ZAMBESI WINTER 2011


Zambesi’s winter 2011 collection is influenced by the geometry of the beautiful game, the innocence of the playground and the urgent energy of youth - from sporty college freshmen to fur-clad libertines.

Zambesi Woman

Childhood memories are evoked with tiered and cap-sleeved dresses, college gym frocks, rompers and culottes. The racerback is reinterpreted with oversized proportions in painted gold lace, herringbone sequins and delicate layered mesh.

A navy wool cap sleeve jacket with the artificial proportion of doll’s clothes, comes in a short and long version, both exhibiting a disconcerting elegance. Boxy boleros and oversized cocoon coats come in dramatic shaggy flokati in louche shades of dirty white and smoke grey.

Trousers maintain a resolutely narrow silhouette, with sheer mesh leggings that can be layered, matt-and-sheen geometric contrast-detailed jodhpurs and twisted low-slung silk jacquard pants. Dark navy and black combine as focal colours used in everything from basic crew neck long-sleeved jersey knits to sculptural wool suiting.

This winter’s key archival references include a double-breasted cape/coat from the late eighties and sculptural shawl collared coats and stiffened and boned lace boleros.

Zambesi Man

This season the aesthetics of the campus are a key inspiration. The influence is notably evident in the freshman jackets, a refined take on the iconic athletic standard, in combinations of moleskin, felt and hi-sheen painted cotton.

Inside-out brushed cotton sweat-shirting staples are offered in track pants and an elongated crew-neck. Ribbing details appear as an accent on trouser hems and shirt collars.

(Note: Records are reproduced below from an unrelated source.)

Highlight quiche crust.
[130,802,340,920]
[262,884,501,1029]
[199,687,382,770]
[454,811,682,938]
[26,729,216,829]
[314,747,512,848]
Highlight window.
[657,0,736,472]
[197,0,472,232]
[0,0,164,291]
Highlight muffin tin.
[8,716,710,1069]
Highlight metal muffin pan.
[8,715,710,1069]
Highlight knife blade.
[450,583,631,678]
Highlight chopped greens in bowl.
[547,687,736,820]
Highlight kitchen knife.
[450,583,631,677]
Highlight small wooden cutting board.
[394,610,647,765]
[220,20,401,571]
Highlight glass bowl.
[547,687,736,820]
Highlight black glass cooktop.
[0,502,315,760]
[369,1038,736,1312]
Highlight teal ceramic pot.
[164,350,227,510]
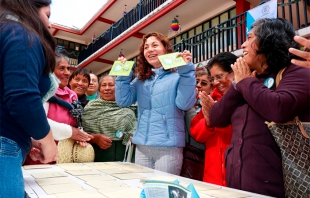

Vertical contrasting panels in short and long-sleeved t-shirts echo team motifs.

Winter coats include the Seaboard peacoat in navy felt with raglan sleeves and a rib collar. A single breasted coat with an airtex lining has white contrast-stitch buttonholing. Other details include the dominance of the spread-collar shirt and further renditions of the hexagon theme. A Signalman print hints at a Zambesi fraternity.

Suiting jackets are two-button in both cropped and elongated variations and the double-breasted jacket comes with a sartorially detailed narrow lapel that is dramatically peaked and pick-stitched. Suiting trousers are pleat-fronted, lean and cuffed or in the traditional flat-front.

Fabrics

Muted peacock jacquards, woollen lace and stretch velveteens have a tactile luxury. Knitwear in alternating stripes of cashmere and merino. Sportswear-inspired stretch nylon-lycra interacts with wool jersey. Hi-sheen painted cotton and digitally printed silk georgettes create modern context while the Zambesi classics – cotton marle, wool jersey, and wool suiting – are the backbone of the collection.

Accessories

Hexagon-patched bags, a shopper and a hold-all, are available in fabric options including grey and black wool felt. Detachable collars come in wool suiting or the lightweight ‘sorority’ square-studded collar. Cashmere adds luxe to fingerless gloves, yak scarves and beanies are knitted in textured black. Black baudelaire lace-up shoe boots with a bump toe for women. There are two key styles of belt – either punch-hole loeather or elastic in wide-waisted or skinny versions with double-buckles – all in black and/or white.